Whales in Cubicles’ debut offering ‘Death In The Evening’ is sure to be something of a head turner. They’re either on track to become the acceptable face of commercial rock, or the commercial face of indie rock, and I can’t quite tell which side they fall furthest on. Previous comparisons to Pavement and Pixies still stand; echoes of ‘Gouge Away’ can be heard on ‘I Knew It’ and ‘Golden Medal’ wouldn’t sound far out of place mixed in with Pavement’s ‘Slanted and Enchanted’ album. Besides that, however, the production quality brings to mind some of American Indie’s ‘shinier’ bands (think Death Cab for Cutie, maybe even Jimmy Eat World), and this really gives their sound a commercial edge that sets them apart from their grittier London peers.
On the whole, it’s a very American sound. I mean, halfway through the album there’s a track that sounds made for listening to while driving through Arizona in an old open-top Chevy. It’s title? ‘Across America’. Lyrical content? You guessed it. This isn’t so much a criticism, because it’s a sound that they are clearly comfortable with and this album showcases just how accomplished they are in that area of music.

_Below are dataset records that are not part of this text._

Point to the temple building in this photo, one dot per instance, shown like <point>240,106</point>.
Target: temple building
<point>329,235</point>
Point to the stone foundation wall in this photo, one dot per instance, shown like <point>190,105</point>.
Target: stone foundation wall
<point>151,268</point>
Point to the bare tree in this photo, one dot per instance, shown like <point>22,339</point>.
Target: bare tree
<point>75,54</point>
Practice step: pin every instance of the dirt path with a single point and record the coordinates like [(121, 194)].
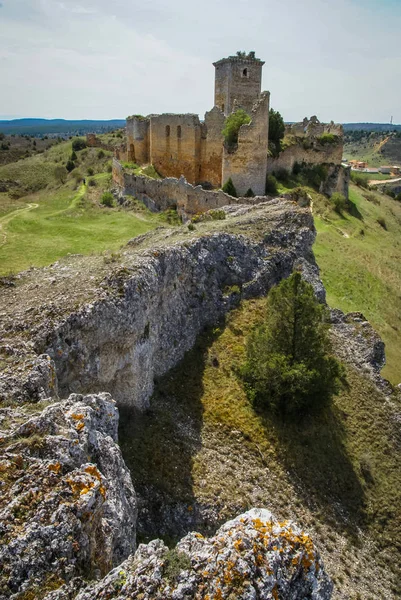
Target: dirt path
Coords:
[(10, 216), (383, 181)]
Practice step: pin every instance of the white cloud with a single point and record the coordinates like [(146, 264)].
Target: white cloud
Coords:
[(102, 59)]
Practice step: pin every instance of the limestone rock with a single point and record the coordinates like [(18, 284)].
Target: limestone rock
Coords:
[(67, 502), (252, 556)]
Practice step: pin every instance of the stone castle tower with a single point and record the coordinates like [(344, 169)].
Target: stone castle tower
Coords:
[(184, 145), (237, 78)]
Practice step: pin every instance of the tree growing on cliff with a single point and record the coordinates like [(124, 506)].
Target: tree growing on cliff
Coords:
[(232, 126), (60, 174), (229, 188), (289, 367), (276, 131), (78, 144)]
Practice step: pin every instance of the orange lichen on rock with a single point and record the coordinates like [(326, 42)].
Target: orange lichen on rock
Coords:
[(55, 467)]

They don’t seem to be restricted by the sound-world they exist in either, as evidenced by how diverse the three singles (so far) from this album are; ‘We Never Win’ has a rushed desperation to it, driven from start to finish by the off kilter snare-based beat. ‘Disappear’ almost strays into punk-pop territory (à la Lemuria), underscored by a jaunty acoustic guitar. ‘Nowhere Flag’ is back into Pavement-land, complete with ‘oo-oo-ooh’ vocals and a tailor-made ‘indie floorfiller’ beat.
Analysis aside, it’s quite an exciting album. It feels like commercial rock with sweeteners instead of sugar, all the fun and none of the indie guilt. It’s immediate, eminently listenable and, while like any album it has its lulls (In future I might skip past ‘Wax and Feathers’), it has a fantastic killer-to-filler ratio. Would recommend.